Black Mountain’s Brother Clement Held Her Own in N.C. Legislature

Black Mountain’s Brother Clement Held Her Own in N.C. Legislature

By Lauren Stepp

November is for politics. It is a month of peaking leaves, longer shadows and democracy. It is when we brave winter’s encroaching chill to visit the polls and celebrate our ideological differences. But there once existed a less free America, and Lillian Exum Clement knew it well. Born in 1884 and raised on the North Fork of the Swannanoa River outside Black Mountain, Clement would become the first female legislator in the South, announcing her candidacy for the North Carolina House of Representatives months before Congress would ratify the 19th Amendment. Her story is one of women’s advocacy and one that forever changed the political makeup of North Carolina at large.

“She’s remembered as the first female legislator in the South, but what is really intriguing is that she was nominated to run for the position before women were even allowed to vote, and she won by a landslide,” says Anne Chesky Smith, director of the Swannanoa Valley Museum and History Center. In 2013, the museum featured Clement in its exhibit, Heart of the Valley: The People Who Made Us Who We Are.

The exhibit included a green suit from Biltmore Industries that belonged to Clement. According to Chesky Smith, the Clement family knew the Vanderbilts well. In 1907, Clement’s father was hired to help build Biltmore Village and, some years later, it was George Vanderbilt’s wife, Edith, who nurtured Clement’s desire to become a lawyer. Unable to attend law school as a woman, she studied at night with private tutors, and, in 1917, passed the bar exam with one of the highest scores among 70 students.

“Almost a year later, Lillian hung a shingle embossed with her name outside her new law offices in Asheville, thus becoming the first woman in North Carolina to practice law unsupported by male colleagues,” Chesky Smith writes in a museum blog post.

She later edged into politics and was known as “Brother Clement” by male counterparts in the Democratic party of Buncombe County.
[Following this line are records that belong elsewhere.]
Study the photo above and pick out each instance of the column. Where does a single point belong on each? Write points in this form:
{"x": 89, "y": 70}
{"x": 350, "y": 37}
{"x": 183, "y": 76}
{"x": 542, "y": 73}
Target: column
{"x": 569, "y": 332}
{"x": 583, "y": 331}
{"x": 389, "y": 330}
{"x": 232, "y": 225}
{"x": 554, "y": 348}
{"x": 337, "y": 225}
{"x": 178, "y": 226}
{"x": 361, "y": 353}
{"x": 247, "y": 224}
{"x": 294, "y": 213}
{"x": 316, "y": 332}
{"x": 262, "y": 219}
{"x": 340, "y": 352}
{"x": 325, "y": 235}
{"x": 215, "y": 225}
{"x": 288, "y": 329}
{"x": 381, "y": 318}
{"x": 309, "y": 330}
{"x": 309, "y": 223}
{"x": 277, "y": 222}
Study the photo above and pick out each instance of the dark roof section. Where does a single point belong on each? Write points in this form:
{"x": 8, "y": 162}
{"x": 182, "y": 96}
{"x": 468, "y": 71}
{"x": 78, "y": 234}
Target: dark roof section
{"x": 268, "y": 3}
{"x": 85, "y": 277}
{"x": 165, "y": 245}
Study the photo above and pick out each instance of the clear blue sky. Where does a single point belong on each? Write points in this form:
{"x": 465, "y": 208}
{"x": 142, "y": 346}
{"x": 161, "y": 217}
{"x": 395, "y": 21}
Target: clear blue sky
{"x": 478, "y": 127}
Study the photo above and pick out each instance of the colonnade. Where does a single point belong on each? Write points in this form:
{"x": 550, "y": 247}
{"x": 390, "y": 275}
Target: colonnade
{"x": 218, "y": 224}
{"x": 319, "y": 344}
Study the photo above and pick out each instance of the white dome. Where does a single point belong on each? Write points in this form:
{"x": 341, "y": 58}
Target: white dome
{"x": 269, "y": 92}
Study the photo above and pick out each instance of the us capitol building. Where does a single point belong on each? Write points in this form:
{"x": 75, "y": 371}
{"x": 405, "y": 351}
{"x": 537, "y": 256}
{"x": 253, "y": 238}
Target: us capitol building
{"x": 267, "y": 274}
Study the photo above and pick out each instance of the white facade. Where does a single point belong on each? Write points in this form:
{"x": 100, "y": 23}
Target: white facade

After annihilating her independent party opponent in the November election—10,368 votes to 41—the Greensboro Daily News described her as “small in stature, modest and retiring in manner, unassuming but keenly alert to situations requiring clearness of thought, she is all that the most exacting would demand.”

And that she was. Yet her ideas were taken seriously, with 16 of the 17 bills she proposed becoming law. One reduced the amount of time women had to wait to get a divorce if abandoned by their husbands and another called for public funding of an Asheville home for unwed mothers. But representing the interests of women was not always popular.

“On one occasion, she was pelted with eggs,” says Chesky Smith. “But she did not back down.”

Two years after leaving politics to care for Nancie, her only child, Clement died. Her eulogy described her legacy thusly: “A daughter of the present age, she held to the best of the old days while adopting the best of the new.”